2.8 Detection methods


If the bridge is hard (low resistance), it can be detected if the Aggressor causes the Victim to take
on a faulty value which can then be propagated to an observable location. Detection is similar to
that of a normal SA fault, which is to drive a value opposite the assumed SA value on the net of
interest and then sample the result to see if the correct value is returned. In the case of bridges,
the SA value is unknown and must be made deterministic. To do this, the value of the Aggressor
node has to be driven as well as the test value on the Victim node. If a short exists, the value of
the Aggressor will be seen on the Victim observation point.

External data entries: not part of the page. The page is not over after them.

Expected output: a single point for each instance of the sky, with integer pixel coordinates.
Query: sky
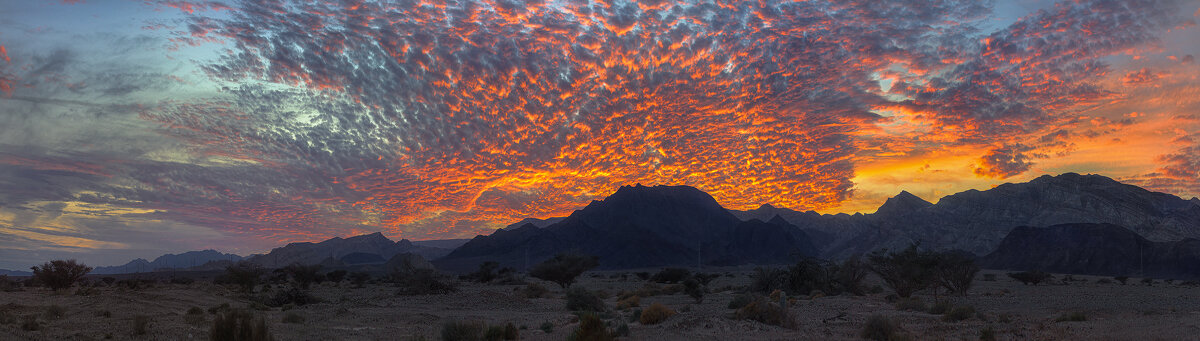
(131, 129)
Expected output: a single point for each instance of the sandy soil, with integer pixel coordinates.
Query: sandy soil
(1014, 311)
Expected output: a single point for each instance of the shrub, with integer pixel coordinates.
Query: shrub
(940, 307)
(303, 275)
(741, 300)
(60, 274)
(195, 315)
(959, 313)
(457, 330)
(655, 313)
(628, 303)
(510, 331)
(424, 282)
(564, 268)
(244, 274)
(141, 324)
(766, 280)
(293, 317)
(289, 295)
(580, 299)
(988, 334)
(591, 328)
(239, 325)
(905, 271)
(55, 312)
(29, 323)
(671, 275)
(534, 291)
(913, 304)
(359, 279)
(880, 328)
(765, 311)
(1079, 316)
(694, 288)
(955, 271)
(1030, 277)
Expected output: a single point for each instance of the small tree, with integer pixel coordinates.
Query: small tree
(955, 271)
(245, 274)
(336, 276)
(60, 274)
(564, 268)
(304, 275)
(905, 271)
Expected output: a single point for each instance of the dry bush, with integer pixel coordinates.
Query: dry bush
(880, 328)
(959, 313)
(239, 325)
(564, 268)
(766, 312)
(628, 303)
(460, 330)
(655, 313)
(591, 328)
(60, 274)
(534, 291)
(580, 299)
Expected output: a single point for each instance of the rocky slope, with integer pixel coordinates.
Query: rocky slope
(359, 249)
(639, 227)
(1095, 249)
(977, 221)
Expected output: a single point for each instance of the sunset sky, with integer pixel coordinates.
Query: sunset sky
(131, 129)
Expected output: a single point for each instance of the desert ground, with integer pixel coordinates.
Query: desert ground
(1007, 307)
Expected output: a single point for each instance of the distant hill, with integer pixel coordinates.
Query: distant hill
(977, 221)
(360, 246)
(167, 262)
(1095, 249)
(641, 226)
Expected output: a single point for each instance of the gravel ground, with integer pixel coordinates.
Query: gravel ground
(1014, 311)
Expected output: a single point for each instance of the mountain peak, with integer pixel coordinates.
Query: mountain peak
(903, 203)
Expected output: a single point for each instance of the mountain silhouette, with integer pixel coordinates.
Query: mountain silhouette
(1095, 249)
(641, 227)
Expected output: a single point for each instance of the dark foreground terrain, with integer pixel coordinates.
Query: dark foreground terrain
(1089, 307)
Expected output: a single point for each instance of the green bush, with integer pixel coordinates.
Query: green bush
(459, 330)
(60, 274)
(1079, 316)
(765, 311)
(293, 317)
(671, 275)
(534, 291)
(55, 311)
(239, 325)
(1031, 277)
(959, 313)
(591, 328)
(940, 307)
(654, 313)
(880, 328)
(695, 289)
(912, 304)
(564, 268)
(580, 299)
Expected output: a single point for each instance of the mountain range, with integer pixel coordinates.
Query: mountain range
(1068, 223)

As mentioned previously, since
ATPG is ignorant of drive strength, the roles and values are swapped and the test repeated. If neither test produces an incorrect result, we conclude that the nodes are not tied together with a lowimpedance short. That does not preclude a resistive link between the two.
A bridge-to-0 bridging fault is considered detected if the SA-0 fault at the Victim node is detected at the same time the fault-free value of the Aggressor node is at 0. Similarly, a bridge-to-1
bridging fault is considered detected if the SA-1 fault at the Victim node is detected at the same
time the fault-free value of the Aggressor node is at 1.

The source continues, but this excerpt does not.